Um soziale Probleme an ihren Schulen in den Griff zu bekommen, arbeitet die Stadt Dortmund mit der Fachhochschule Dortmund zusammen. Hier ausgebildete Sozialarbeiter mit Schwerpunkt Schuldienst sind Ansprechpartner für die Schüler der Stadt und vermitteln ihnen Schlüsselqualifikationen.

Von Andrea Groß | 14.07.2011
    Carolin Bohne studiert Angewandte Sozialwissenschaft im fünften Semester. Ihr Praktikum hat sie an einer Förderschule für sozial und emotional benachteiligte Kinder gemacht und seitdem steht ihr berufliches Einsatzgebiet für sie fest.

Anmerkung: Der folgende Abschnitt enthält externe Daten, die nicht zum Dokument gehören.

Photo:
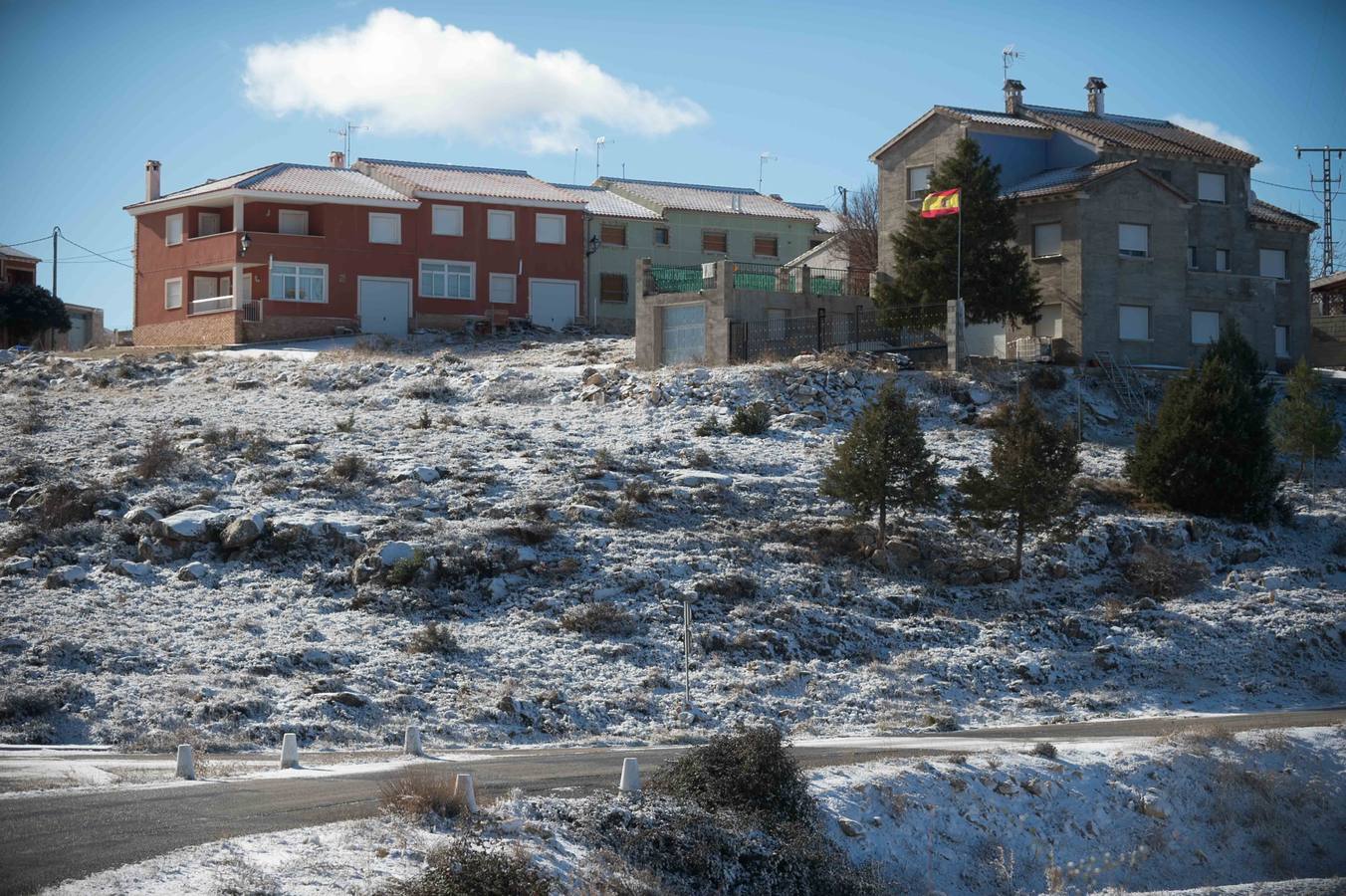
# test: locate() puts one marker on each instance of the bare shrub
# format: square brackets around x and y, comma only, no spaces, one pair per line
[432,639]
[1154,572]
[466,869]
[599,617]
[157,456]
[420,792]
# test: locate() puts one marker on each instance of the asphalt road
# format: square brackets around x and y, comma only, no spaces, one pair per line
[53,837]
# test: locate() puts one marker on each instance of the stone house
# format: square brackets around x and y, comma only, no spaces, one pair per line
[679,225]
[1144,236]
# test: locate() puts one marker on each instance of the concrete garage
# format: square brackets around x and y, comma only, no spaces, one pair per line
[552,303]
[385,306]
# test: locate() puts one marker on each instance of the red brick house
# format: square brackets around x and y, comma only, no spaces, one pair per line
[294,251]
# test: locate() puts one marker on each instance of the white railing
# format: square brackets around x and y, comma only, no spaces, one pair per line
[213,306]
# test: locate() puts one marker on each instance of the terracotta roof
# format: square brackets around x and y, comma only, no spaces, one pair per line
[1265,213]
[500,183]
[604,203]
[302,180]
[828,221]
[1063,179]
[10,252]
[696,196]
[1142,134]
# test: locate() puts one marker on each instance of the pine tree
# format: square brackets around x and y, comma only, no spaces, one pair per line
[998,282]
[1032,462]
[883,462]
[1303,425]
[1211,450]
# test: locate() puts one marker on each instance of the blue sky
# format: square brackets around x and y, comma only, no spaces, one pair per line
[683,92]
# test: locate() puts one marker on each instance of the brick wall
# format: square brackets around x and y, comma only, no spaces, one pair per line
[222,329]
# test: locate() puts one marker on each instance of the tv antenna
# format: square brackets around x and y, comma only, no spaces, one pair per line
[1007,58]
[343,132]
[762,159]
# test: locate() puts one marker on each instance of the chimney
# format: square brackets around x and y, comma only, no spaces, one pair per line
[1094,87]
[152,180]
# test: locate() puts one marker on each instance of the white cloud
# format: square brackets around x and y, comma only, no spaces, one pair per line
[1211,129]
[406,75]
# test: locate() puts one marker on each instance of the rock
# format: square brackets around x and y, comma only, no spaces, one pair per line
[695,478]
[797,421]
[16,565]
[849,826]
[394,551]
[194,524]
[66,576]
[244,531]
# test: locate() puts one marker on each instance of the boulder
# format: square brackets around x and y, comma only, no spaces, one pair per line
[244,531]
[194,524]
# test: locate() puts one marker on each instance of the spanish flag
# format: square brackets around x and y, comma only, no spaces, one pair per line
[941,203]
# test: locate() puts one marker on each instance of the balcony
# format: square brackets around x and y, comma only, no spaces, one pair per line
[217,305]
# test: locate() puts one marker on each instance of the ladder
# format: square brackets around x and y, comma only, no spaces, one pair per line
[1125,382]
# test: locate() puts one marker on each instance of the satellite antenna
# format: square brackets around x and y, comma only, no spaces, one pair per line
[762,159]
[1007,58]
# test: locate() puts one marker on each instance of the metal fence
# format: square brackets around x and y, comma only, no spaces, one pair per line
[677,279]
[917,332]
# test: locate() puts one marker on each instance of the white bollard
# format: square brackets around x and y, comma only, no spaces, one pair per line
[465,793]
[186,766]
[630,777]
[290,751]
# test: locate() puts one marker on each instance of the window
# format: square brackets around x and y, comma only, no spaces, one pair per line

    "Das war auch erschreckend, stellenweise. Die haben kein normales Umfeld gehabt, wie man das vielleicht selber kennt. Die haben keine Betreuung gehabt, was die Hausaufgaben anging. Die sind stellenweise hungrig in die Schule gekommen, schmutzig in die Schule gekommen, haben keine vernünftigen Umgangsformen gelernt. Also das sind so Sachen, die wir dann mit denen geübt haben."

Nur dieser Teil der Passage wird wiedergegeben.